The slickly produced advertisement, which was put up last weekend by Citizens Against Government Waste, an independent group, has been described by some pundits as the midterm “advert of the season”.

Six months ago many had been expecting that China – or fear of China – would play a larger role in the US midterm elections.

But until last week resentment of China’s economic prowess was the dog that had largely failed to bark.

Furthermore, the CAGW advert, which targets President Barack Obama’s allegedly excessive spending, sidesteps the widespread view across the US that jobs continue to be exported to east Asia – one that also features in ever stronger anti-trade sentiments.

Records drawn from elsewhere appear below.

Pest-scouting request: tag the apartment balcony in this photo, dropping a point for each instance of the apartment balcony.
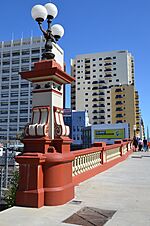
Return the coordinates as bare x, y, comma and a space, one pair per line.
87, 66
87, 61
101, 105
103, 87
101, 99
95, 112
94, 106
118, 96
95, 88
87, 78
119, 116
101, 82
119, 121
95, 99
107, 58
87, 72
119, 109
119, 102
101, 93
118, 90
108, 76
95, 94
107, 70
95, 82
107, 64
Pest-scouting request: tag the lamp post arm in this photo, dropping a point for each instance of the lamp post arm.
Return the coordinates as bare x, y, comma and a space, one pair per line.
41, 28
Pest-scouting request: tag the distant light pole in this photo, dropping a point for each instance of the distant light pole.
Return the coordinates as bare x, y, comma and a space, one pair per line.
53, 33
134, 130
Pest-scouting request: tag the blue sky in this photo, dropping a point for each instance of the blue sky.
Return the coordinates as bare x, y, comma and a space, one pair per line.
90, 27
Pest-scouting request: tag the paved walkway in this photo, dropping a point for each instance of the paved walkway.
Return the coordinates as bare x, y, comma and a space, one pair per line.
124, 188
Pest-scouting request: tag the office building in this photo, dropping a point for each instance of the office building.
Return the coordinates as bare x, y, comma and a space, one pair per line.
16, 93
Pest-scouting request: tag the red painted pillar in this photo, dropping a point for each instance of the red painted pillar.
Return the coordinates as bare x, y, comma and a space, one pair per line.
30, 192
121, 146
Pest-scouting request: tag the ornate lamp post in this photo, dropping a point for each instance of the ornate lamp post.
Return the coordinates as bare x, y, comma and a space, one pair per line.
45, 166
53, 33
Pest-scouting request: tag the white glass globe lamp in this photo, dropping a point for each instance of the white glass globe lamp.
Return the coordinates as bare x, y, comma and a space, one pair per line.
57, 31
52, 10
39, 13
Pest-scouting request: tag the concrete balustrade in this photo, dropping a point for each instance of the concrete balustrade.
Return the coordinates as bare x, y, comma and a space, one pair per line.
91, 161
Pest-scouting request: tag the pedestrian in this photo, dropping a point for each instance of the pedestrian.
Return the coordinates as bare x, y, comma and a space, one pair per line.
135, 143
140, 145
145, 147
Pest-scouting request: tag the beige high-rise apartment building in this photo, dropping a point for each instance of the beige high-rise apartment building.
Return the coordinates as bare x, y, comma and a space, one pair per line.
124, 102
97, 76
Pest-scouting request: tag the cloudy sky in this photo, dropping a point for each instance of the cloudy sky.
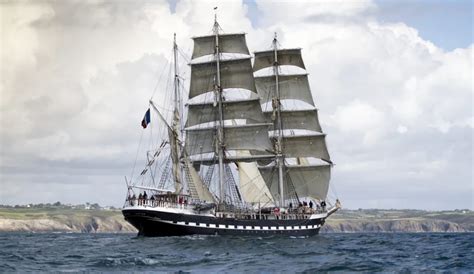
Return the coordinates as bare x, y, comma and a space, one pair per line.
393, 81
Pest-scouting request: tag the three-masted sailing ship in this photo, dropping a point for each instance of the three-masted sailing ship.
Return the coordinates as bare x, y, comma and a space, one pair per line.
251, 158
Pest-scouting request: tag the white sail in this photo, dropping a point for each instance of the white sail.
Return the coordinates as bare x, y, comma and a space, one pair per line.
228, 43
306, 119
306, 146
307, 181
195, 183
292, 87
252, 186
286, 57
238, 137
234, 73
249, 110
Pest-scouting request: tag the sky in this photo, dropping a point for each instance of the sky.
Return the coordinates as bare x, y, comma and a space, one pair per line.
393, 82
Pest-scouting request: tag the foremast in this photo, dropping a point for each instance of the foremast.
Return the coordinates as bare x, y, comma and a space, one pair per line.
280, 160
221, 67
220, 128
176, 126
302, 159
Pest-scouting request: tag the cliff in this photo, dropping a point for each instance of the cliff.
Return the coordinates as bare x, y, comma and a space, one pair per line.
111, 221
63, 220
372, 220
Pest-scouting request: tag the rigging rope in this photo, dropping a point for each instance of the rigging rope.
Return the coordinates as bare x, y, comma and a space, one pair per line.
136, 156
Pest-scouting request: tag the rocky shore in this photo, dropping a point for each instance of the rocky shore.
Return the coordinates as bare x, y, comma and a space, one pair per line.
350, 221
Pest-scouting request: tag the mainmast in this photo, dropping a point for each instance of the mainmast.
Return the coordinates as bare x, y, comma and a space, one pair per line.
220, 127
176, 125
276, 104
177, 97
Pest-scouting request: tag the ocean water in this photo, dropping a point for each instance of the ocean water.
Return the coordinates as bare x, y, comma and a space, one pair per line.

A recent NBC/WSJ poll showed that 53 per cent of Americans think free trade has been bad for the country.

But Democrats have largely avoided making trade into a campaign issue.

Instead, they have focused on the role of anonymous corporate spendingin the midterm elections following a Supreme Court ruling earlier this year that opened the floodgates for companies to spend freely on their issues during elections.

Mr Obama briefly attempted to generate outrage over the US Chamber of Commerce’s overseas membership dues – insinuating that foreign companies were bankrolling the Republican party’s campaign.

And in what may be the secondmost noteworthy advert of the campaign, the Democratic National Committee earlier this month put out a spot that highlighted shadowy Chinese donors as the culprit.

The advert, entitled “stealing our democracy”, alleged the Republicans were benefiting from foreign money.

Against the grainy backdrop of a woman having her bag snatched in an underground car park, the advert shows someone counting out 100-renminbi notes bearing Mao Zedong’s face.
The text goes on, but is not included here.